With all of that said, the first half was spectacular. Beyond what I quoted, the allusions and sound patterns bounced off each other in the way they do with your very best verses. You juxtapose thoughts in a way that brings them all more meaning when you’re on your game, and the first half was top-flight writing, as good as anything else in this round. The tie-in to the topic was also very well done. Had the verse been more consistent, it would have been very difficult to beat.
Frank: I thought you nailed this story. You painted the character evocatively, set the scene, gave us a moment of happiness before a tragic finale. You did it all in your highly distinct style. There’s not a ton more to say about the execution. I read it three times, but I could have read it once because it was easy to follow and immediately rewarding.
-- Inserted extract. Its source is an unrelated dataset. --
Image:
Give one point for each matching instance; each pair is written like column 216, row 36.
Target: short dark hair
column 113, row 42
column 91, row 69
What I particularly liked was the approach to the topic. In the past, I’ve often accused you of coming up with things you want to write about, then shoehorning them into a topic they don’t make sense with. That’s not the case here, thanks to the heart, the repetitive defense of Pokemón Go as good for getting inactive children some exercise they enjoy and especially the map. The map was the part that tied this whole piece together. You got too heavy-handed at the end to reinforce the topical note, but I didn’t mind that as it gave the story some purpose.
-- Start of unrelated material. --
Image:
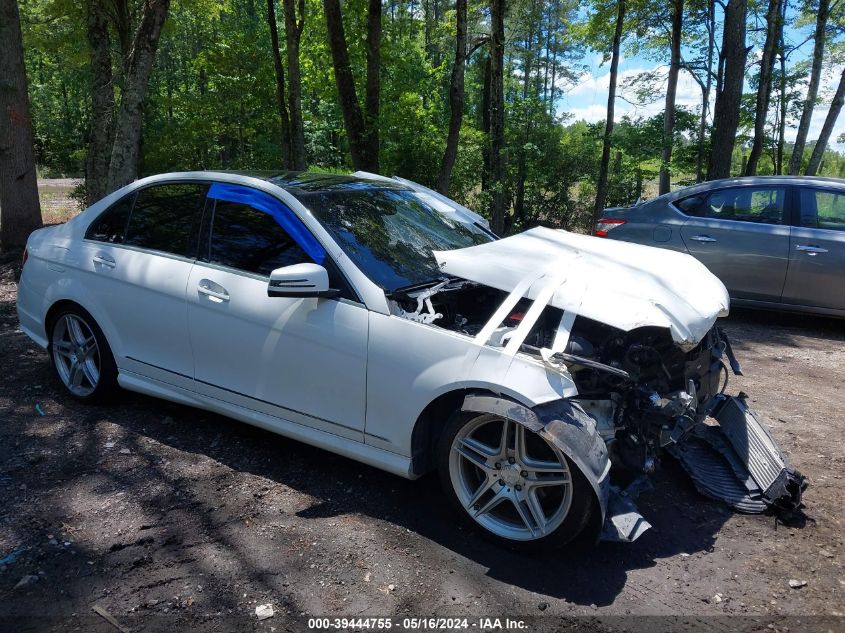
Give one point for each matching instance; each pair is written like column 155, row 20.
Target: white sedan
column 378, row 320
The negative side is that your writing was, as always, scattershot into a million directions. You force rhymes constantly, and that leaves multiple readings of your verses to be a bit tortured. When I’m looking for that deeper layer, those standout lines that someone like big baby will destroy lesser writers with, I rarely find them in your writing.
What saved you from that being a difference-maker here is the combination of your originality and the fact that big baby did not maintain focus and precision throughout his verse. From skimming the votes, there have not been many surprises as far as who voted for who, mostly because voters have strong stylistic preferences that tend to show. I like both of your styles a lot (even though I think both of you could use grammar lessons). Here, I think Frank executed his style better than big baby did.